20.05.2023 • 14:41 Uhr / 4 Minuten Lesezeit
Wie Putin seinen Überfall als "heiligen Krieg" inszeniert
imago/zuma wire

Putin nützt das Heiligenbild der Dreifaltigkeitsikone, um seinen Überfall auf die Ukraine als “heiligen Krieg” zu inszenieren.

Wer Russlands größte Kathedrale besuchen will, wird dieser Tage durchleuchtet, wie am Flughafen. Ganzkörperscanner und Absperrgitter säumen die Christ-Erlöser-Kathedrale mit ihren goldenen Kuppeln unweit des Kremls. Aus gutem Grund: Schon bald werden tausende russisch-orthodoxe Gläubige aus allen Ecken des Landes hierher pilgern, um ein Kunstwerk zu bewundern, das schon lange keine Kirche mehr von innen gesehen hat: die Ikone der Heiligen Dreifaltigkeit.

Eine Ikone für Zaren und Machthaber

Geschaffen von Andrei Rubljow im 15. Jahrhundert, gehört das Heiligenbild zu den bekanntesten Meisterwerken der Ikonenkunst. Über Jahrhunderte wurden Ikonen wie diese immer wieder von Machthabern für politische Zwecke missbraucht, mussten Segen spenden für die Feldzüge von Fürsten und Zaren. Das ist auch heute wieder so: Präsident Wladimir Putin hat überraschend angeordnet, die Dreifaltigkeitsikone aus ihrem temperaturgeregelten Ausstellungsraum in der Moskauer Tretjakow-Galerie zu holen und an die russisch-orthodoxe Kirche zu übergeben. Der Mittelalterhistoriker Oleg Wosbokojnikow sieht in Putins Schritt eine “Geste der Dankbarkeit an die Kirchenführung”. Es sei eine Demonstration der Einigkeit von Staat und Kirche “in einem Land, in dessen Kirchen für den Sieg, und nicht für den Frieden gebetet wird”.

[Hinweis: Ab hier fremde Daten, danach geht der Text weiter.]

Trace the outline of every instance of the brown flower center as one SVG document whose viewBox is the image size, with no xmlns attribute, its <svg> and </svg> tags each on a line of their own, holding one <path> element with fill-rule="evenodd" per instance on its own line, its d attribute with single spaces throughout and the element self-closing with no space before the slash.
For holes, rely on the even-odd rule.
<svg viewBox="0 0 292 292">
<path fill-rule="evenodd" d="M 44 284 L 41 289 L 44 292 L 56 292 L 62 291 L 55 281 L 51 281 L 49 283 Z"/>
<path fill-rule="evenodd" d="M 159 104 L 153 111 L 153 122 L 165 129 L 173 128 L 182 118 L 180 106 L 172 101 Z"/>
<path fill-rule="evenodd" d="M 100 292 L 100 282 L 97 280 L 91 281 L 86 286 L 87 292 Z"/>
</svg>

Für die Kirche ist es zweifellos ein Erfolg. “Auf vielfachen Wunsch der Gläubigen” sei die “wunderwirkende Ikone” an die Kirche retourniert worden, erklärt das Moskauer Patriarchat. Kirchenoberhaupt Kirill schreibt in einem Dankesbrief an Putin von einem “zutiefst symbolischen Schritt” in einer “schicksalhaften Periode der Existenz des russischen Staats”. Damit meint Kirill offenbar den Krieg, den er und die Kirche nach Kräften unterstützen. Unvergessen die Predigt des Patriarchs, in der er den russischen Soldaten versprach, dass ein Tod in der Ukraine sie von “allen Sünden reinwäscht”.

Kunstexperten warnen

Kunstkenner hingegen warnen vor der Verlegung des fragilen Gemäldes. Die Ikone könnte “innerhalb von mehreren Monaten oder einem Jahr buchstäblich sterben”, wenn sie den Temperatur- und Feuchtigkeitsschwankungen einer Kirche mit Besuchern, Wachs und Kerzen ausgesetzt sei, sagt die Kunsthistorikerin Sofija Bagdasarowa. Schon nachdem die Ikone vergangenen Sommer drei Wochen lang in einem Kloster außerhalb von Moskau ausgestellt worden war, stellten Restauratoren 61 “signifikante Veränderungen” fest – Schäden, die durch Transport und unsachgemäße Lagerung entstanden waren.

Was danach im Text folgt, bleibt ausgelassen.